Condo conversions revert to rentals

In certain markets, though, condos have not succumbed to the reversion trend and solid sales are expected, Nadji of Marcus & Millichap said. He expects Seattle, Philadelphia, Tucson and Portland to continue to see healthy demand, while New York and Chicago will also be fairly stable.

matt said...

I like how you keep bringing up Tuscon as some kind of healthy market we should be comparing ourselves to Meshugy , that place is on the skids big-time...

Lake Hills Renter said...

I saw at least a dozen chalets for sale around Snoqualmie Pass today, in the Alpental and Hyak areas.
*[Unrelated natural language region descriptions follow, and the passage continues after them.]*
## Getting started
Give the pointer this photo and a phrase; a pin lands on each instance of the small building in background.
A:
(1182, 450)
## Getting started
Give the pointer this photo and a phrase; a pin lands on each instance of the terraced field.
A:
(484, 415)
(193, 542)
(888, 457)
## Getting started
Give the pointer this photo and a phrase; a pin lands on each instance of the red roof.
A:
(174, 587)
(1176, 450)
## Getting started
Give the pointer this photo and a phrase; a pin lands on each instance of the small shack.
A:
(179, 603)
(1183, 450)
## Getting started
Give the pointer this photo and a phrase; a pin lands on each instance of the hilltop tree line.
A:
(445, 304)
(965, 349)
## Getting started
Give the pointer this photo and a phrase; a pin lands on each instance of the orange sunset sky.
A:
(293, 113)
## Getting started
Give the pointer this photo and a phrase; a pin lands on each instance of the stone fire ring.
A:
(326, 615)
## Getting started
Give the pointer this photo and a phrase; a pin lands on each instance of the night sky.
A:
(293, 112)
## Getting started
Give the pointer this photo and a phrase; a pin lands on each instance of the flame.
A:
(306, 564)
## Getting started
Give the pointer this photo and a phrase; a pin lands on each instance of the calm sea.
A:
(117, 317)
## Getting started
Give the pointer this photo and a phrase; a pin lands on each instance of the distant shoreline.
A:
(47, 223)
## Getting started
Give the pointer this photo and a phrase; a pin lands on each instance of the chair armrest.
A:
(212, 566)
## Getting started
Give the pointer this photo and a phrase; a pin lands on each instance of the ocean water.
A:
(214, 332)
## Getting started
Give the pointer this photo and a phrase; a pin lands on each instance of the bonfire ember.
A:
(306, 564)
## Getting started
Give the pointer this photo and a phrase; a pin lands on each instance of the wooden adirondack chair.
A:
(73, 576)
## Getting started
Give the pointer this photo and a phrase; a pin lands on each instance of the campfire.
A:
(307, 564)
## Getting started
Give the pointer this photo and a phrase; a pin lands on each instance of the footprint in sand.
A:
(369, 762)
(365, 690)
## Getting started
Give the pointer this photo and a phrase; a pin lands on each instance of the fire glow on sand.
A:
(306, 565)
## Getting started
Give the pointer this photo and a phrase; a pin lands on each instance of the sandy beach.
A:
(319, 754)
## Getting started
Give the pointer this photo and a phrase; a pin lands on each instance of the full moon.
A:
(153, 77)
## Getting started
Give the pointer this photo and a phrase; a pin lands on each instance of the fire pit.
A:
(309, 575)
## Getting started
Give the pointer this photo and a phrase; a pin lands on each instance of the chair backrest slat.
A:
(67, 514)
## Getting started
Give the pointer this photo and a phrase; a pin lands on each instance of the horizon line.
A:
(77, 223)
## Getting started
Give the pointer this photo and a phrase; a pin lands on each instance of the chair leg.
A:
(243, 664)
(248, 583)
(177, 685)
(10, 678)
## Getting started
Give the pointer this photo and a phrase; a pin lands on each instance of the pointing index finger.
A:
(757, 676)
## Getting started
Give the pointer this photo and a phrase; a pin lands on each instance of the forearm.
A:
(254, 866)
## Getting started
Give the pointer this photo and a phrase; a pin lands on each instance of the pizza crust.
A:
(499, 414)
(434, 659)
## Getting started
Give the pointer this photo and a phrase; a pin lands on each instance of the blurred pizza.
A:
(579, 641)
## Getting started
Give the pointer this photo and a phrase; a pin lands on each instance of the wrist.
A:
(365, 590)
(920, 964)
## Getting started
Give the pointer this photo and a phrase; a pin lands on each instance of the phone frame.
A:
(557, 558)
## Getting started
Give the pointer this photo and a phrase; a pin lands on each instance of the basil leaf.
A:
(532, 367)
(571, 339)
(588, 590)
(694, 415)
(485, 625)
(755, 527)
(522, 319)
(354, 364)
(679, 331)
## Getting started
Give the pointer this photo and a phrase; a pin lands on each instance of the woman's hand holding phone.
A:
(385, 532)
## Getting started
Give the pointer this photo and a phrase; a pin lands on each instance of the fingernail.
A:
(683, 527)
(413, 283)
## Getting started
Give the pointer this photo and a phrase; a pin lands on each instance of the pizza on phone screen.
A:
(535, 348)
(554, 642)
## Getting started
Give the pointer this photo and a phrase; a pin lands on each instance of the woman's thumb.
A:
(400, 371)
I have no idea what it means as far as the housing market goes, but it was surprising to me. I wouldn't mind living in one myself, even during the winter, but the hour commute to work would get old very fast.

Closer to home, two of the houses I've been watching in Bellevue sold this week. I'm usually watching a handful at any given time, usually near where I live or on the way to work. Sort of my attempt at watching the micro market. They will usually sit for weeks on end, then several of them will all sell at once. Very odd.

I've about had it with the market. Research online is showing even crappy houses in Preston and Snoqualmie are listed for $350k. I'm about ready to go to sleep for a year as far as the housing market is concerned, check back in a year or so. All following it does is make me waffle back and forth on whether I think prices will come back down to reality or not, and get me disillusioned with the whole damn mess. Maybe I'll just rent for the rest of my life and be done with it.